When he arrives in Paddan-Aram (28:2, 5), Jacob opens a well closed up with a “large stone” (29:2). With the water from the well, he waters the flock of Laban (29:10), and greets Rachel with a kiss. At the well, the first Israel opens water for flocks and greets a future bride. He opens the well among the “sons of the east” (29:1), those who are distant from the presence of God.

WATER AND SPIRIT
John’s gospel returns again and again to the image of water. John the Baptist baptizes in water but is the forerunner of a greater prophet who will baptize with the Spirit (1:29-34). In His first sign, Jesus transforms the water of Jewish purification into the wine of a wedding celebration (2:1-11), and later tells Nicodemus that one must be born of “water and Spirit” to enter the kingdom (3:5). Jesus promises living water to the Samaritan woman at the well, a type of the new bride of the Last Adam (4:9-15), and later John informs us that the water Jesus offers is the Spirit Himself (7:37-39). When Jesus dies, a soldier pierces His side, and as water and blood flow from Him, He becomes the Rock of the wilderness and the temple of Ezekiel (19:34-35; cf. Exodus 17:1-7; Ezekiel 47; 1 Corinthians 10:1-4). He promises that everyone who believes in Him will have flow with “rivers of living water” (John 7:38), but Jesus is the first. He becomes the well from which flow waters of cleansing, waters that transform the waste of the world into a garden.

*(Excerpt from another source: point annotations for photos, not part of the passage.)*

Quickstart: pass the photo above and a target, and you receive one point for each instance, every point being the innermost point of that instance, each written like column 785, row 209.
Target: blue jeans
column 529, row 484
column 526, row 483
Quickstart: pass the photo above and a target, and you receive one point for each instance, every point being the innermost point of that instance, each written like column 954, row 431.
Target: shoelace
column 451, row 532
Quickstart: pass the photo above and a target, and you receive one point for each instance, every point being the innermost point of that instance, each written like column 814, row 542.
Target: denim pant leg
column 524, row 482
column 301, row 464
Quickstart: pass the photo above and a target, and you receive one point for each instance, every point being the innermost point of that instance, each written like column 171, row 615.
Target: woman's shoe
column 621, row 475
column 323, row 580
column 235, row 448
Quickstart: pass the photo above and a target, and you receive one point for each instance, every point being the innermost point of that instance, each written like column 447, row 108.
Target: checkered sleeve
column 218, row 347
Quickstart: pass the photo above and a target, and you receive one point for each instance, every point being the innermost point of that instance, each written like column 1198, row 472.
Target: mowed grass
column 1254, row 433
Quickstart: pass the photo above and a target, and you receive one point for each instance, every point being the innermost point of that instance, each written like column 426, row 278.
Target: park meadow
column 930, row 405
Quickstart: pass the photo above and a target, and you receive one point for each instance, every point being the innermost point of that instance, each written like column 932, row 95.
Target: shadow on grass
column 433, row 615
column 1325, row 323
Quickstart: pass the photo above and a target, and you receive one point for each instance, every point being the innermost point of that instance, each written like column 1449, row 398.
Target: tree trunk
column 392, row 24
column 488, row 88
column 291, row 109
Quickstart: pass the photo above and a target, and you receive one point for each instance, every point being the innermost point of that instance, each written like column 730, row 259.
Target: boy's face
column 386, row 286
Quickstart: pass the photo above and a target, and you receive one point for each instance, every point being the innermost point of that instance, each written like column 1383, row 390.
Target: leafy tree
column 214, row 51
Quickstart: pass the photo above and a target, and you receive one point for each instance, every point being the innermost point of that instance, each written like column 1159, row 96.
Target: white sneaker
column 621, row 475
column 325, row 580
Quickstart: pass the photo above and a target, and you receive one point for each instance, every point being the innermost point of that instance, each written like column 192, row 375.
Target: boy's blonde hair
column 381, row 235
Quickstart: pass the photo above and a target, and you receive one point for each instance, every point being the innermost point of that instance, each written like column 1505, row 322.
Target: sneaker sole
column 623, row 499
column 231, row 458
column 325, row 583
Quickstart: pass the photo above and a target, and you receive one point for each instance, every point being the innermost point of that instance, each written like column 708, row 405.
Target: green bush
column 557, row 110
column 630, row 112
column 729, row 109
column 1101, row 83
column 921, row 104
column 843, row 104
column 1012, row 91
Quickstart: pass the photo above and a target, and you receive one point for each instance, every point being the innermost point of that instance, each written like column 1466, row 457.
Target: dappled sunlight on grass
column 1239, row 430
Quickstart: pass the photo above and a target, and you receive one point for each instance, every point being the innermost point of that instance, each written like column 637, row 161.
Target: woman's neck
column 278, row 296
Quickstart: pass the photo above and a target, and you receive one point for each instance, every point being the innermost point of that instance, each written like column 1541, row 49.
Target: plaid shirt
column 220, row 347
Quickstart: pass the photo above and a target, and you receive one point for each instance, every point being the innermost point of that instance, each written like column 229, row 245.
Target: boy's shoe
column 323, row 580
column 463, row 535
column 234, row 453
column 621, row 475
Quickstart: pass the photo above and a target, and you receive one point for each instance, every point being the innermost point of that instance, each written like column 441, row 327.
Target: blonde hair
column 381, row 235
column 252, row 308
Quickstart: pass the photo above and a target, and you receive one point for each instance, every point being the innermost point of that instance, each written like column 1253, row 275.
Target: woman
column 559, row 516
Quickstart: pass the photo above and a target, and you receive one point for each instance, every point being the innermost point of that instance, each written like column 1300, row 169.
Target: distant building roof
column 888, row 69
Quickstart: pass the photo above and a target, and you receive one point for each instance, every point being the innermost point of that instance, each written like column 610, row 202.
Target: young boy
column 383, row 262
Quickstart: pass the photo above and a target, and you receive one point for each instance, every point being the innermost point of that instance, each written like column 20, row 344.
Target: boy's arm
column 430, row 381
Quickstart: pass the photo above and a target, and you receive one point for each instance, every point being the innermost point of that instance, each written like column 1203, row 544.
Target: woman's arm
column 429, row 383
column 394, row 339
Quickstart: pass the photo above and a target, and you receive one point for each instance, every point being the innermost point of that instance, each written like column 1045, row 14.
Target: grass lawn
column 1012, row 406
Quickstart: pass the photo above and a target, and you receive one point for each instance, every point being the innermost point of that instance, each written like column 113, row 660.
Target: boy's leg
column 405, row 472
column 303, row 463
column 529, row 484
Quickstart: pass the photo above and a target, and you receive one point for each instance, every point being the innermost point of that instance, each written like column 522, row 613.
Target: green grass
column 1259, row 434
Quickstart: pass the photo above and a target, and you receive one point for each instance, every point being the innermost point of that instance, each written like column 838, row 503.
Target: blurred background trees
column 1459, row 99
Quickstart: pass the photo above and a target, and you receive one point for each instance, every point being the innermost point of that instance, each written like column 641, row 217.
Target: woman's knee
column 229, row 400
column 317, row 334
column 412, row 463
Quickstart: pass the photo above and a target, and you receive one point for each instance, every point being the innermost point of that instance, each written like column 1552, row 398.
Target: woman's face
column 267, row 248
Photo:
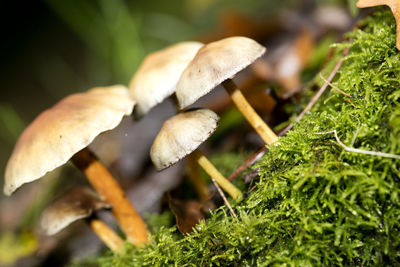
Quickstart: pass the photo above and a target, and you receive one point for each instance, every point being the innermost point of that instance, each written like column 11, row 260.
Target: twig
column 249, row 161
column 333, row 86
column 318, row 94
column 256, row 156
column 360, row 151
column 224, row 198
column 356, row 133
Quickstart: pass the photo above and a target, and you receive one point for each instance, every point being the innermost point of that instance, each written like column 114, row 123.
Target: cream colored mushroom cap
column 181, row 135
column 76, row 204
column 157, row 76
column 63, row 130
column 213, row 64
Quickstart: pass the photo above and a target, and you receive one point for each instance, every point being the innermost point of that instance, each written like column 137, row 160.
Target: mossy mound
column 315, row 204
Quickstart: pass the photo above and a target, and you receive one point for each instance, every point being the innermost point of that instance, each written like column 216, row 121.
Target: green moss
column 315, row 204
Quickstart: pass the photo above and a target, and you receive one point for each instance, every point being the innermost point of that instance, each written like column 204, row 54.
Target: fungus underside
column 315, row 203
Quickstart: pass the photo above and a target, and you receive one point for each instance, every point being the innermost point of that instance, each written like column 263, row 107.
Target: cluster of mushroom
column 183, row 72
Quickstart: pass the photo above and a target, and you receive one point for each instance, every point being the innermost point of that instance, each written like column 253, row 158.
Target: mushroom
column 156, row 80
column 63, row 132
column 216, row 63
column 157, row 76
column 180, row 136
column 79, row 203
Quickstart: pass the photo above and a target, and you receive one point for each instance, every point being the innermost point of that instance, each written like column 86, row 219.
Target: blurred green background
column 52, row 48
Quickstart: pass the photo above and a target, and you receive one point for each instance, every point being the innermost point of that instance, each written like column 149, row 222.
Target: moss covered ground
column 315, row 204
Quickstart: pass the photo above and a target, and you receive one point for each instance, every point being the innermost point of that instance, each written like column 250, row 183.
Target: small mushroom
column 63, row 132
column 157, row 76
column 180, row 136
column 216, row 63
column 79, row 203
column 156, row 80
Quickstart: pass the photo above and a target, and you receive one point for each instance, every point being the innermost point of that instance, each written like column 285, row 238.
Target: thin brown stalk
column 256, row 156
column 224, row 198
column 361, row 151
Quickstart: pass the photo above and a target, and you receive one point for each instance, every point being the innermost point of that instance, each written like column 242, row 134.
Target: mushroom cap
column 76, row 204
column 63, row 130
column 213, row 64
column 181, row 135
column 157, row 76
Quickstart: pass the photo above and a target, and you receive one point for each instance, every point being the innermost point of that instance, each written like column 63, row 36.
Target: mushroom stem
column 106, row 234
column 210, row 169
column 195, row 176
column 248, row 112
column 101, row 179
column 194, row 172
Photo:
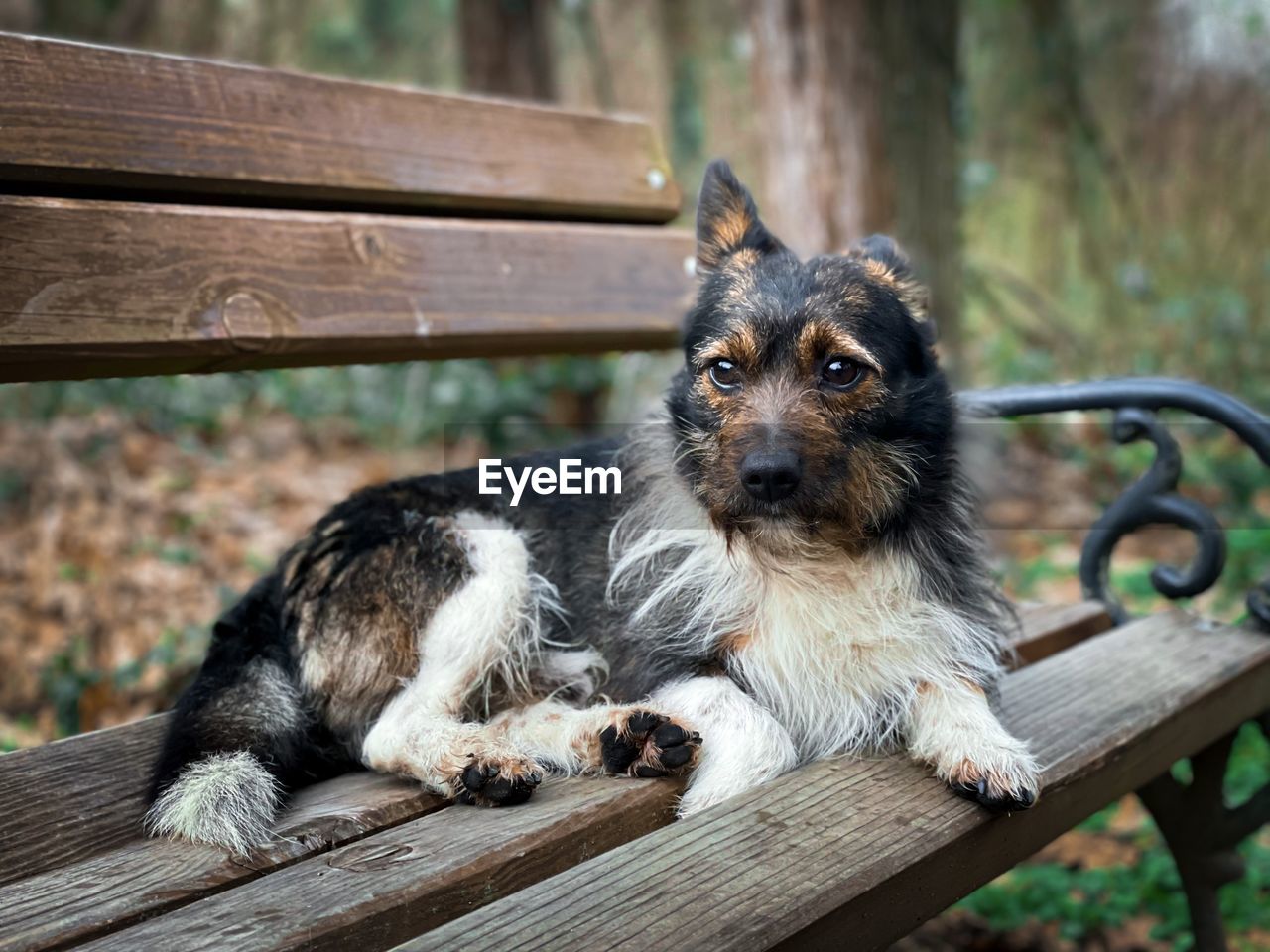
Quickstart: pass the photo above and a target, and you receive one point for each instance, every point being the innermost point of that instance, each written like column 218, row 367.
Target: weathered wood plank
column 75, row 797
column 1048, row 629
column 102, row 876
column 109, row 289
column 146, row 876
column 121, row 119
column 849, row 855
column 395, row 884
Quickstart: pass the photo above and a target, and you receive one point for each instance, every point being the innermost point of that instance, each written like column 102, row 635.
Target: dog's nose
column 771, row 475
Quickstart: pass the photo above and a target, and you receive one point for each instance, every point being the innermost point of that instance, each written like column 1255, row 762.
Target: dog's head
column 811, row 399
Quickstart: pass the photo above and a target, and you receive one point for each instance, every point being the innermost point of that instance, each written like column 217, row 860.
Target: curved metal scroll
column 1152, row 499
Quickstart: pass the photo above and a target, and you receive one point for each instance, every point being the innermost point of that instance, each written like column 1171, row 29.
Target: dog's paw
column 648, row 744
column 1005, row 782
column 498, row 780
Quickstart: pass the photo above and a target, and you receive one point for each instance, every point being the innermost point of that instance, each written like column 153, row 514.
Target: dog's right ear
column 728, row 220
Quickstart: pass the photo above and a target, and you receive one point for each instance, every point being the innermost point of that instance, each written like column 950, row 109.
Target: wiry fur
column 427, row 630
column 225, row 798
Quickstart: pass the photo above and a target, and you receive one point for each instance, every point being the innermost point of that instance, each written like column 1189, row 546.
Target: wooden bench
column 164, row 214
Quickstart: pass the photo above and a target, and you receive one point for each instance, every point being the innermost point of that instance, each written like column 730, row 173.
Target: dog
column 790, row 571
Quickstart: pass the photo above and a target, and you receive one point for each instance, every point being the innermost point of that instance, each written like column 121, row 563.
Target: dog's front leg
column 743, row 744
column 952, row 728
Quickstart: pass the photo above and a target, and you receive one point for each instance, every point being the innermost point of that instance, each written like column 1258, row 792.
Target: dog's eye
column 842, row 372
column 725, row 375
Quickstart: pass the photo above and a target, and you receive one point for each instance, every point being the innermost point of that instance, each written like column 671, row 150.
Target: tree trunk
column 817, row 84
column 858, row 102
column 507, row 48
column 920, row 53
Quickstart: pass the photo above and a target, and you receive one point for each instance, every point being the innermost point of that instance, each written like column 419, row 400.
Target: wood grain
column 76, row 865
column 853, row 855
column 118, row 119
column 397, row 884
column 112, row 289
column 72, row 798
column 146, row 876
column 1048, row 629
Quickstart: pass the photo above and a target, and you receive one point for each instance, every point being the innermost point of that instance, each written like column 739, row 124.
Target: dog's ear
column 887, row 263
column 728, row 220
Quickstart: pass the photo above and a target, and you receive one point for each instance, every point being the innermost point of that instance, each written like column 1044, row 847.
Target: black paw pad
column 1007, row 803
column 651, row 746
column 485, row 784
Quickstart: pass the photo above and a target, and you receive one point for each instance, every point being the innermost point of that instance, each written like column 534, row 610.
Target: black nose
column 771, row 475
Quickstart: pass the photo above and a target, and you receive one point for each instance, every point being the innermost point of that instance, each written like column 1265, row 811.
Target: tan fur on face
column 740, row 345
column 822, row 339
column 726, row 230
column 910, row 293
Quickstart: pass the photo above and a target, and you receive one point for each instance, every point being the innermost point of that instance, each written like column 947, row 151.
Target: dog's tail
column 240, row 737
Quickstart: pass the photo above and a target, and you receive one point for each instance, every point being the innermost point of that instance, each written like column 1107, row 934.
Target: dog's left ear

It is supremely in His resurrection that Jesus is the greater Jacob. At His resurrection, the “large stone” is rolled away (Matthew 27:60; Mark 16:4). Under the law, tombs are intensely defiling (Numbers 19), but Jesus’ tomb becomes a spring, flowing with life not death. Jesus comes out to greet the new bride, Mary, in a garden (John 20:11-18) and to breathe the Spirit, pouring living water, on His disciples (John 20:22-23), the shepherds of His new flock.